In the near term, markets are likely to respond positively to the reduction in active hostilities. A cooling of immediate geopolitical risk typically supports asset prices and suppresses volatility. This optimism, however, may prove fragile. Tehran has not formally endorsed the US declaration, and the absence of a negotiated settlement leaves the situation open to miscalculation or localised escalation.

Oil markets remain particularly exposed. Damage to energy infrastructure, combined with precautionary demand as countries rebuild reserves, could sustain elevated crude prices. A range of $90–100 per barrel appears plausible under current conditions, especially if Iran continues to exert influence over supply routes. For major energy importers such as India, this implies renewed pressure on inflation, corporate margins, and fiscal balances.

Beyond immediate market implications, the episode reflects deeper shifts in the global order. The confrontation with Iran sits within a broader pattern of geopolitical and geo-economic realignment. The evolving dynamics among the US, China, and Russia point to a more fragmented international system. Efforts by Washington to contain China’s technological and economic ascent, alongside growing discussions around de-dollarisation, indicate a gradual move away from a unipolar structure.

Within this context, the limits of US power are becoming clearer. Military dominance remains unquestioned, yet its ability to deliver lasting political outcomes appears increasingly constrained. The Iran episode highlights this disconnect. Despite overwhelming force, the US has not secured a definitive resolution, underscoring the challenge of converting tactical victories into strategic success.

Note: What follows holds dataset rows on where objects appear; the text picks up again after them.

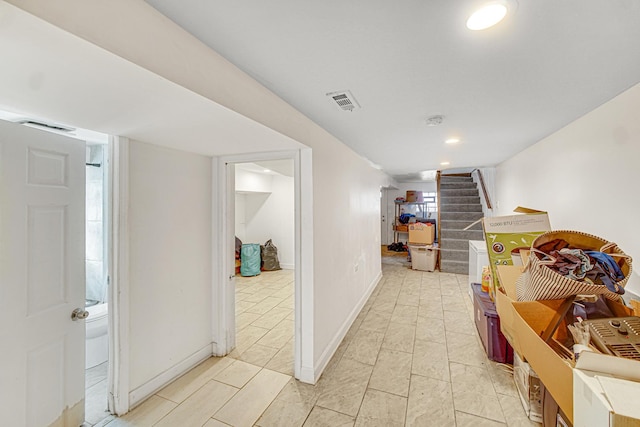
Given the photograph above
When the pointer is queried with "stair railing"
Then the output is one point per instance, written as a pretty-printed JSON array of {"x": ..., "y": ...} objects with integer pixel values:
[
  {"x": 438, "y": 226},
  {"x": 485, "y": 193}
]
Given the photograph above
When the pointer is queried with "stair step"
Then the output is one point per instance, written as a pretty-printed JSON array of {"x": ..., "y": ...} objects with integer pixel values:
[
  {"x": 457, "y": 267},
  {"x": 454, "y": 254},
  {"x": 464, "y": 216},
  {"x": 461, "y": 235},
  {"x": 456, "y": 207},
  {"x": 457, "y": 185},
  {"x": 454, "y": 244},
  {"x": 460, "y": 199},
  {"x": 459, "y": 224},
  {"x": 458, "y": 192}
]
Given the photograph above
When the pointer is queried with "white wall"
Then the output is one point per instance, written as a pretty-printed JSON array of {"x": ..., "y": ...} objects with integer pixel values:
[
  {"x": 346, "y": 189},
  {"x": 170, "y": 258},
  {"x": 265, "y": 210},
  {"x": 586, "y": 176}
]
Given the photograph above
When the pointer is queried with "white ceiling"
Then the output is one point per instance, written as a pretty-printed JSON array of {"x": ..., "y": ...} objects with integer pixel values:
[
  {"x": 500, "y": 90},
  {"x": 54, "y": 76}
]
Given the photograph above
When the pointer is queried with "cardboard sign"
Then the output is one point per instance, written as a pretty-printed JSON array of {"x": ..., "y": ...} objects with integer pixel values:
[{"x": 506, "y": 236}]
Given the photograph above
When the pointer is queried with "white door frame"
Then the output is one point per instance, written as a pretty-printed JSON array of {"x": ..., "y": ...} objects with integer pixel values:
[
  {"x": 118, "y": 193},
  {"x": 224, "y": 262}
]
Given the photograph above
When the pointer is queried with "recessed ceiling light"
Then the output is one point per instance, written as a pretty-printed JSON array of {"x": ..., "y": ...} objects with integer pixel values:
[
  {"x": 488, "y": 15},
  {"x": 434, "y": 120},
  {"x": 428, "y": 175}
]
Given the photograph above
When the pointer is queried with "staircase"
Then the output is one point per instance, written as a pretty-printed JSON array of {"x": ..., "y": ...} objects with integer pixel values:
[{"x": 459, "y": 206}]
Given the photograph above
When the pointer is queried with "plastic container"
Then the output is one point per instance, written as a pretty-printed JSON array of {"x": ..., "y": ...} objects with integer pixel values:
[
  {"x": 488, "y": 325},
  {"x": 423, "y": 257}
]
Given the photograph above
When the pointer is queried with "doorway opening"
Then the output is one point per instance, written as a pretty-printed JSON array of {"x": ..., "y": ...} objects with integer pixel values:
[
  {"x": 97, "y": 280},
  {"x": 265, "y": 264},
  {"x": 97, "y": 250}
]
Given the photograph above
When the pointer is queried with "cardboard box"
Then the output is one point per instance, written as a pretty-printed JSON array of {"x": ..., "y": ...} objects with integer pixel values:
[
  {"x": 522, "y": 323},
  {"x": 505, "y": 236},
  {"x": 423, "y": 257},
  {"x": 529, "y": 388},
  {"x": 422, "y": 233},
  {"x": 414, "y": 196},
  {"x": 602, "y": 400}
]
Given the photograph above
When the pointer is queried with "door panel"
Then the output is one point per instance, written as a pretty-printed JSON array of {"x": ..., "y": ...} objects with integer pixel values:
[{"x": 42, "y": 247}]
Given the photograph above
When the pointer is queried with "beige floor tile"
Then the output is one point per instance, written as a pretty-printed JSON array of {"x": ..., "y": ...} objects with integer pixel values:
[
  {"x": 502, "y": 378},
  {"x": 409, "y": 298},
  {"x": 430, "y": 329},
  {"x": 376, "y": 321},
  {"x": 514, "y": 412},
  {"x": 405, "y": 314},
  {"x": 458, "y": 322},
  {"x": 430, "y": 360},
  {"x": 322, "y": 417},
  {"x": 287, "y": 303},
  {"x": 466, "y": 349},
  {"x": 245, "y": 319},
  {"x": 382, "y": 409},
  {"x": 237, "y": 374},
  {"x": 270, "y": 319},
  {"x": 399, "y": 337},
  {"x": 473, "y": 392},
  {"x": 190, "y": 382},
  {"x": 345, "y": 388},
  {"x": 265, "y": 305},
  {"x": 258, "y": 355},
  {"x": 291, "y": 407},
  {"x": 468, "y": 420},
  {"x": 283, "y": 360},
  {"x": 248, "y": 337},
  {"x": 454, "y": 303},
  {"x": 430, "y": 309},
  {"x": 248, "y": 404},
  {"x": 392, "y": 372},
  {"x": 200, "y": 406},
  {"x": 279, "y": 335},
  {"x": 430, "y": 403},
  {"x": 385, "y": 306},
  {"x": 214, "y": 423},
  {"x": 242, "y": 306},
  {"x": 364, "y": 347},
  {"x": 148, "y": 413}
]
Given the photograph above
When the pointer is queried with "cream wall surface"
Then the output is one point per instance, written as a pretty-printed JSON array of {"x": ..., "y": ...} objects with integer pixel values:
[
  {"x": 170, "y": 258},
  {"x": 586, "y": 176}
]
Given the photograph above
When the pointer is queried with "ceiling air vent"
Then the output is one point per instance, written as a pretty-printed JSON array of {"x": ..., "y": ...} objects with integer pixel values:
[
  {"x": 344, "y": 100},
  {"x": 46, "y": 126}
]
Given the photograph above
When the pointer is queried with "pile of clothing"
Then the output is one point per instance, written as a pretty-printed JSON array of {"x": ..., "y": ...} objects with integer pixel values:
[
  {"x": 593, "y": 267},
  {"x": 397, "y": 247}
]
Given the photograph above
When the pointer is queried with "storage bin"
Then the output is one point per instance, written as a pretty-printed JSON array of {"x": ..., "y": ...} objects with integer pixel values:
[
  {"x": 423, "y": 257},
  {"x": 488, "y": 325}
]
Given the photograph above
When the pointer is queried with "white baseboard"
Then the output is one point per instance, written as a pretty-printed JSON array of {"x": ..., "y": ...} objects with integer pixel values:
[
  {"x": 328, "y": 353},
  {"x": 147, "y": 389}
]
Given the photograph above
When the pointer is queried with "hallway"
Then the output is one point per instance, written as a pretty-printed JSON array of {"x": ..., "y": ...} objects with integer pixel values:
[{"x": 412, "y": 358}]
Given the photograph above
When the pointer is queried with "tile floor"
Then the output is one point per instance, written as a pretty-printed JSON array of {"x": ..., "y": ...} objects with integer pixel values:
[
  {"x": 95, "y": 404},
  {"x": 411, "y": 358}
]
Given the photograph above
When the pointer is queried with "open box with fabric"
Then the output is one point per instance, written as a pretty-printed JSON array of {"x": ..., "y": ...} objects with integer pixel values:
[{"x": 524, "y": 323}]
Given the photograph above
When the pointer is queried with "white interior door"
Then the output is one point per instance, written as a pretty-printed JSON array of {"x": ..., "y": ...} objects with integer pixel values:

Looking ahead, geopolitics is set to remain a persistent source of market risk. The end of Operation Epic Fury reduces immediate uncertainty but does not address the structural drivers of conflict. Disagreements over Iran’s nuclear ambitions, regional influence, and control of energy routes remain unresolved, leaving scope for renewed tensions and economic disruption.

The conclusion of Operation Epic Fury, therefore, represents less an endpoint than an intermission. Markets may welcome the pause, but the underlying risks continue to accumulate. The cycle of confrontation has not been broken, only deferred.